Tali spun around, thrusting her right arm out the way she’d done when she had killed Banj, directly up at Blathy’s throat. “What did you say?” she hissed.
“‘Slut!’ I said. What are you going to do about it?”
“I’ve got magery enough to tear your head from your shoulders,” Tali said recklessly.
“I know you have.” Blathy opened her blouse to bare her throat, and right down to her cleavage. “Go on, then.”
With her hair cascading down her back, her head tilted back and the arrogant smile that dared Tali to do it, Blathy had a barbaric grandeur that was mesmerising. She was prepared to wager her life on her assessment of Tali’s character, and take the consequences if her guess was wrong, and that made her a terrifying opponent.
One Tali could not beat. Even had the magery been at her fingertips, she could not kill Blathy in cold blood. Her threat had been empty and now her bluff had been called. She lowered her arm.
Blathy grinned savagely and turned away without a word. None were needed to reinforce her victory.
“It’s not true!” Tali cried, in a voice that rang from one end of the hall to the other. “But if it was, I’d be proud to have so brave and decent a man as Tobry Lagger as my mate.”
After that, the atmosphere wasn’t merely foul. It was poisonous.
“My chambers. Now!” said Rix, his face matching the gale raging outside.
Tali put down the potato she was peeling in the galley, washed her hands, then, avoiding all other eyes, headed upstairs.
“Did you see the lord’s face?” said a swarthy maid with an unfortunate figure. “He’s gunna give the slag what for. Put her out the door, I shouldn’t wonder. And serve the scrawny cow right.”
Tali was tempted to march back down the steps and punch the maid through the stone wall into the privies behind. She froze in mid-step, rotated on one foot to stare her down, before coming to her senses and turning away.
“She can’t get a real man,” the maid sneered. “She’ll be doing it in the pigsty next.”
As Tali whirled, a pair of steely fingers caught her elbow.

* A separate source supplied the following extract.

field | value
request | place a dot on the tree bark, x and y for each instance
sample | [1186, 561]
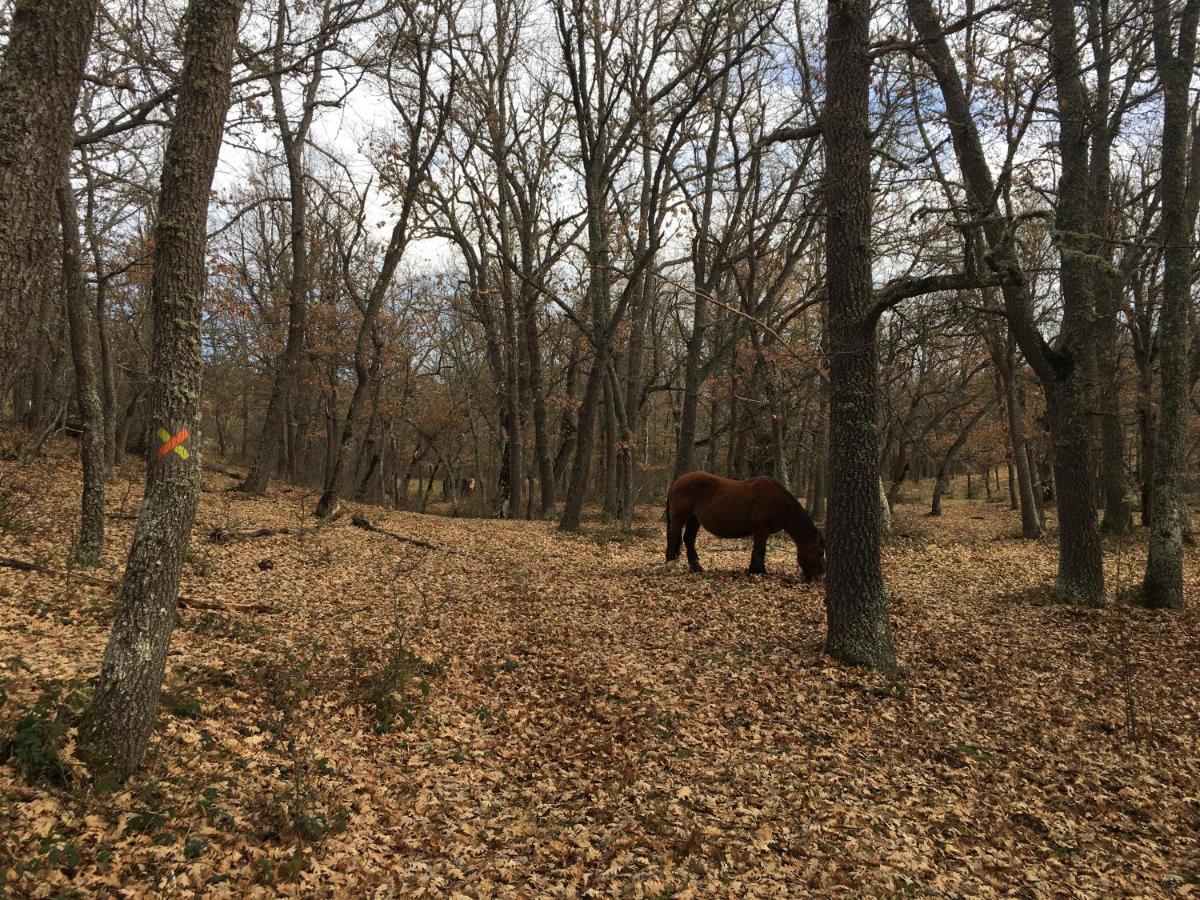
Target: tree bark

“It’s not about you,” Holm said in her ear. “Don’t make it worse.” He drew her upwards.
“I’ve been perfectly nice to them. Why do they have to be so horrible?”

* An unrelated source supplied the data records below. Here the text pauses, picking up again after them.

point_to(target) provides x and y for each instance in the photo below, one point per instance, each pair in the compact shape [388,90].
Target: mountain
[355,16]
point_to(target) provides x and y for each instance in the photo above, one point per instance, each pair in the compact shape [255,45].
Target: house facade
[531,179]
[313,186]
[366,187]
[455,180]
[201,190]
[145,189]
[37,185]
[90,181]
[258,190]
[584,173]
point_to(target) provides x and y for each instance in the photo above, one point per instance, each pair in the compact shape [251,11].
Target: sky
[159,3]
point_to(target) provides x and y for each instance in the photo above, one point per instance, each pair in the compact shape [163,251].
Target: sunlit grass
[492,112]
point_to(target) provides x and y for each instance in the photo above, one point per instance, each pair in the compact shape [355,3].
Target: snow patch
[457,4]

He pretended to consider the question. “Apart from the fact that you’re beautiful, clever and famous?”
“I’m not famous.”
“Notorious, then. Apart from the fact that you’re on speaking terms with the chancellor, the lord of the manor, and Lyf himself, and you’ve had more adventures in a couple of months than they’ll have in ten lifetimes?”
“I wouldn’t call them adventures. More like nightmares.”
“They seem like adventures to maids who live lives of endless drudgery, and the best man they can hope for is a one-legged veteran with hair growing out of his ears. Of course they want to bring you down to their level.”
“Are you escorting me to Rix’s chambers, or making sure I don’t run away?” said Tali.